層雲峡オートキャンプ場-大雪山系の麓に広がる自然豊かなキャンプ場-
16時50分、層雲峡のセブンイレブンで食材を購入し、17時に層雲峡オートキャンプ場に到着。ここは大雪山系の麓に広がる自然豊かなキャンプ場で、層雲峡温泉街にも近い便利な立地が魅力だ。キャンプ場の周囲には山々がそびえ、川のせせらぎが聞こえる静かな環境が広がっている。区画は広々としており、車を停めても十分なスペースが確保できるため、快適に過ごすことができる。
ただし、このエリアは電波が弱く、スマホの通信が不安定になることも。その分、自然の中でデジタルデトックスができると考えれば悪くない。セッティングを終え、夕食の準備に取りかかる。メニューはノンアルコールビールを片手に蒸し鶏春雨サラダ、つぶ貝、叉焼、おにぎり3個とシンプルなものだったが、山々に囲まれた新鮮な空気の中で食べると格別に美味しく感じる。

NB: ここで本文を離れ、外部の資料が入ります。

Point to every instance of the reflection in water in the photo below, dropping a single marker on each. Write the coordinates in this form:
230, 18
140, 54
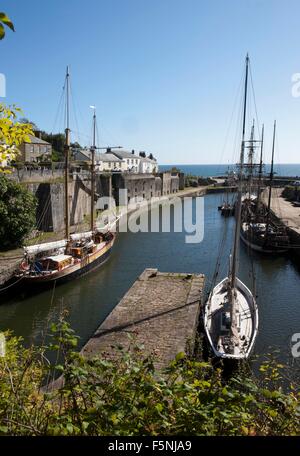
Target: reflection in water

先日の清里オートキャンプ場よりも、週末金曜日ということもあってか層雲峡オートキャンプ場の方が利用者がやや多く感じた。特に目に留まったのは、近くに停めていたソロキャンプを楽しんでいる人が2人。それぞれタープ、テントなどのアウトドア環境をしっかり整えて、BBQセットから漂ってくるいい香りがなんとも魅力的だった。
自分は「早朝にすぐ出発」が前提なので、スピード&シンプル&片付けなしをモットーにしている。今回はいつものスタイルで、食材もノンアルコールビールに蒸し鶏春雨サラダ、つぶ貝、叉焼、おにぎり3個といった手軽なものにしていたが、BBQの香りを嗅ぎながらふと「網焼きセットくらい持ってきても良かったかな」と少しだけ後悔。火を囲むキャンプらしい雰囲気もまた、特別な楽しさがあるんだろうなと思った。
それでもシンプルな食事は片付けが楽で、翌朝の移動準備がスムーズに進むのが魅力。結果的にはこれが自分のスタイルに合っていると納得しつつも、次回はちょっとした網焼きくらい試してみるのもアリかもしれないなと思わせる夜だった。
日本最北のキャンプ場にようこそ。大雪山系黒岳の玄関口に位置し、美しい木立に囲まれた爽やかなロケーション。近くには石狩川が流れ、川のせせらぎを聞きながら友人や仲間、家族と一緒にバーベキューやキャンプを気軽に楽しむことができます。
層雲峡オートキャンプ場は、観光地としての便利さと自然の中でのんびり過ごせる静けさを兼ね備えた素晴らしいキャンプ場だった。
この日も移動が多く、観光地や食事を存分に楽しんだ一日だった。滝や神秘的な池、美味しい地元のグルメに触れることで、旅の充実感をたっぷり味わえた。少し体重が増えたのは気になるが、これも旅の楽しさの一部だろう。翌日も気持ちを新たに出発する準備を整えた。